One of the great privileges of publishing at MUP is making books for the Miegunyah imprint. We are proud to present two artistic titans: Nolan’s Africa by Andrew Turley shows Nolan’s prescience in his examination of species extinction and human conflict. Our other illustrated title is Patrick McCaughey’s judiciously edited Diaries of Fred Williams: intimate, insightful, generous, and a rare glimpse into an artist’s creative process.
Our list this year also includes many works of great literary power. My Brother Jaz, a masterpiece of conception and execution, took Gideon Haigh 37 years to get to writing; we are so pleased that so many readers have already taken this book to their hearts.
Meanjin editor Esther Anatolitis has pulled together a stylish provocation of a book in Essays that Changed Australia, and for a masterclass of legal dissection nonpareil, there is Justice Michael Lee’s judgment on the Lehrmann defamation case.

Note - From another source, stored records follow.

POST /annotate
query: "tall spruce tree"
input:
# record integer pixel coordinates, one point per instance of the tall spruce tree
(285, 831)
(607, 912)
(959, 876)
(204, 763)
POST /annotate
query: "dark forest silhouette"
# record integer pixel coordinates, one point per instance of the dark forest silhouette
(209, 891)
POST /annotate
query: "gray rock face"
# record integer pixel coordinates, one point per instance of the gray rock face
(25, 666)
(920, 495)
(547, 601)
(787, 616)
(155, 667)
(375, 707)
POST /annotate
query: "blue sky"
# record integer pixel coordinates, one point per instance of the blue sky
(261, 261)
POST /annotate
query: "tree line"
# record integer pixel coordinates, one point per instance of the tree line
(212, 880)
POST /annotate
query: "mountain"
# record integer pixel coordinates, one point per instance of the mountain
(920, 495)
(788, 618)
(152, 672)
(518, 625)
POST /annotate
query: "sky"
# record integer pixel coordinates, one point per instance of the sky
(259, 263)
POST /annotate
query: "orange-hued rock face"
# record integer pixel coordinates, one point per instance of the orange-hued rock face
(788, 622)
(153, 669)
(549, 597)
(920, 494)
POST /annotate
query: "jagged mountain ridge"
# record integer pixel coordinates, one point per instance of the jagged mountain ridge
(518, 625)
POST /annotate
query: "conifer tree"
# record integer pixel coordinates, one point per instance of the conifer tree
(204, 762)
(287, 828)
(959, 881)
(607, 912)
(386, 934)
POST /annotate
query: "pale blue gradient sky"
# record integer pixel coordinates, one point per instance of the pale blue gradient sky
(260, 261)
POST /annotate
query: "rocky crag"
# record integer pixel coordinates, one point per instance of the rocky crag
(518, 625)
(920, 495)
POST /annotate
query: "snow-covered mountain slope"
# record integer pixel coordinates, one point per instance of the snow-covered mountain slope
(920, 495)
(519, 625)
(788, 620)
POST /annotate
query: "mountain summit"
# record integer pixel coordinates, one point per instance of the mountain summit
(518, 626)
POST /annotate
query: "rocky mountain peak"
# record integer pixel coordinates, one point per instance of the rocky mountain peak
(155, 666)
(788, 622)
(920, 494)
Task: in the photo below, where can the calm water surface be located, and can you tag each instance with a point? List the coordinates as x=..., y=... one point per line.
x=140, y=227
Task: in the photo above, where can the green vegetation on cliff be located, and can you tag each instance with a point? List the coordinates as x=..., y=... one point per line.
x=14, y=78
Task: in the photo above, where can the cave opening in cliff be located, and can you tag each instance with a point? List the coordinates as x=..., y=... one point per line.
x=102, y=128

Mark Raphael Baker’s A Season of Death – a book about love in all its guises and how it illuminates, enraptures, heals – completes Mark’s trilogy of works that began nearly three decades ago with his singular Fiftieth Gate. This posthumous work was completed by Mark’s wife Michelle Lesh and his stepfather-in-law Raimond Gaita, whose paperback edition of Justice and Hope features a new essay on Gaza and a foreword by Maria Tumarkin.
As Australia readies itself for a 2025 election, two MUP titles can help you get a handle on how we got here and how to chart a course forward. A Better Australia, on policies that have made present-day Australia, spanning gun reform to the NDIS, superannuation, gender, the environment and more, makes the case for policy innovation through bipartisanship and consensus. An Unlikely Survival traces the evolution of welfare government by government over the last 75 years, and asks if we are indeed ready to enable a fairer Australia.
We are well into making our 2025 books, and excited about bringing you exceptional reading on subjects as diverse as the enduring grandeur of the Gallipoli myth, Australian fathering, Antarctica and more. For more gems on this year’s list and to keep up with our publications, please drop by our website. While there, do look up our other prize-winning titles and bookmark events to keep up with your favourite authors’ appearances.
Few gifts are better than books – I would say that! – so for the upcoming festive season, we hope you’ll support your local bookshop.
Finally, from all of us at MUP, have a safe and restful summer break when you get there, and very happy reading to you. See you on the flipside.